森田分科会長 ありがとうございました。この点について、事務局からお願いいたします。

吉田関税課長 貿易取引通貨別比率について御指摘をいただきました。まず、注意書きについては検討させていただきます。それから、こちらに記載しておりますのは、いわゆる申告に当たってのインボイス等に記載されたものでございます。確かにおっしゃるとおり、インボイス等に記載された通貨で、そのまま決済通貨になるかというと、必ずしも結びついているわけではないケースもあろうかと思いますけれども、あくまでも申告ベースで拾った数字ではございます。傾向はつかめるのではないかと考えております。

森田分科会長 よろしいでしょうか。それでは、オンラインでお入りの末冨委員、お願いいたします。

末冨委員 スマート税関構想についてお話をいただきました。これは従前より御説明いただいている大変すばらしい構想かと考えております。その中で保税地域の活用という項目がございまして、これも非常に重要な項目だと感じております。この保税地域の活用については、各国とも非常に重要性を認識しつつ、有効に保税地域を活用することを考え、それについてのアピールをしているところかと思います。また、企業や、あるいは輸出入者についても、各国の保税地域の活用ということを念頭に置いてサプライチェーンを検討しているところかと思います。

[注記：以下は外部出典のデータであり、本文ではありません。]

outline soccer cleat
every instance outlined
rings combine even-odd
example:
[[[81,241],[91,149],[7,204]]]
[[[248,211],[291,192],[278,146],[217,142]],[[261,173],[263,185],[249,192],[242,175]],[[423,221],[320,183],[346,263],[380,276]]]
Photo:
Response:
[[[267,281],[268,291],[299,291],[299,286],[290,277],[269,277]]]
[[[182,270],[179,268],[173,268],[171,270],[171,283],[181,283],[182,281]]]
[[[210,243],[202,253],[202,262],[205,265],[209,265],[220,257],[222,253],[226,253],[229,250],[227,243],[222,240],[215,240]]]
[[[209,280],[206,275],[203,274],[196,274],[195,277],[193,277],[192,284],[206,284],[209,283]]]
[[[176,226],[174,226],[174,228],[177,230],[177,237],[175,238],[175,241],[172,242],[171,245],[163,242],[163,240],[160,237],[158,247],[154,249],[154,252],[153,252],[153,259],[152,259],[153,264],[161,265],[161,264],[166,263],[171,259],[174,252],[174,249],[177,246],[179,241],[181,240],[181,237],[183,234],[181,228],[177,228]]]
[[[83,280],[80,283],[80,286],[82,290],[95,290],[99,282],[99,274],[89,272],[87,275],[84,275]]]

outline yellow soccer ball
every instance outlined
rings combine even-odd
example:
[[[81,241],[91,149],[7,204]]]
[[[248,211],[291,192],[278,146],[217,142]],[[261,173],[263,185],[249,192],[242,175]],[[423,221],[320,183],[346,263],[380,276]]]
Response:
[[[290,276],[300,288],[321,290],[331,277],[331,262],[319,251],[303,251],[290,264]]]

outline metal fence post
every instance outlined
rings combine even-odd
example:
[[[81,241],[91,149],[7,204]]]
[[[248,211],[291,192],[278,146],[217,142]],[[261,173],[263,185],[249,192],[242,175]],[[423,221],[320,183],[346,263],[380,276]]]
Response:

 その中において、サプライチェーンの中で日本に在庫を持つことで日本市場への迅速な物の分配とか物流ということを念頭に、あるいは日本からの迅速な各国に向けての輸出ということを考えている企業も少なくありません、しかしながら、実際には資格要件、報告義務、費用ということを勘案したときに、なかなか利用のほうに踏み切ることが難しいという状況にあるかと思います。場合によっては、それによって日本の保税地域に在庫を持つことを諦めざるを得ないような場合も散見されます。

 この要件等々が緩やかになり過ぎると、密輸の温床になるということがあるかと思いますので、その点を考慮して、資格要件や報告義務や費用について、ある程度の高いハードルが設けられているかと思います。反対に、今後の国際競争力を勘案すると、より使いやすい、あるいは迅速に利用できるような観点も重要なのではないかと日頃感じているところでございます。このようなことも念頭に置いて、この新たなニーズの出現について御対応いただければと思いまして、コメントさせていただきます。よろしくお願いいたします。

森田分科会長 ありがとうございました。これは、事務局からお願いいたします。

西川監視課長 監視課長の西川と申します。末冨委員、御意見どうもありがとうございました。我々としましては、スマート税関構想でも掲げておりますように、この保税地域、特に今まで使われていなかった分野、今新たな分野として、主に美術品、アートの分野で活用が始まっているんですけれども、そういった分野でもいろいろと使っていただきたいと思っております。我々としても、より使い勝手のいい制度というものにしていかないといけないと思っておりまして、今委員から御指摘があったことも含めまして、いろいろと検討させていただきたいと思っております。また、諸外国の制度はどのようになっているかということも、少し海外の現地に行って調査するなりして少し勉強しまして、どういった仕組みがいいのかということはよく考えていきたいと思っています。引き続きいろいろと御意見をいただければと思っております。どうもありがとうございます。

森田分科会長 ありがとうございました。それでは、続きまして木村委員、お願いいたします。

木村(旬)委員 木村旬と申します。今回から加わりますので、よろしくお願いいたします。

 私も英国のCPTPPの加入に関連してお伺いします。これ自体はすごくよかったと思います。米中対立とか、ウクライナ危機とかで、世界的に保護主義とかブロック化という憂慮すべき流れになっている中で、こういう自由貿易の連携を広げる。特に今回初めてアジア太平洋域外からの加入ということになりましたので、そういう意味で大変意義のある加入だということだと思います。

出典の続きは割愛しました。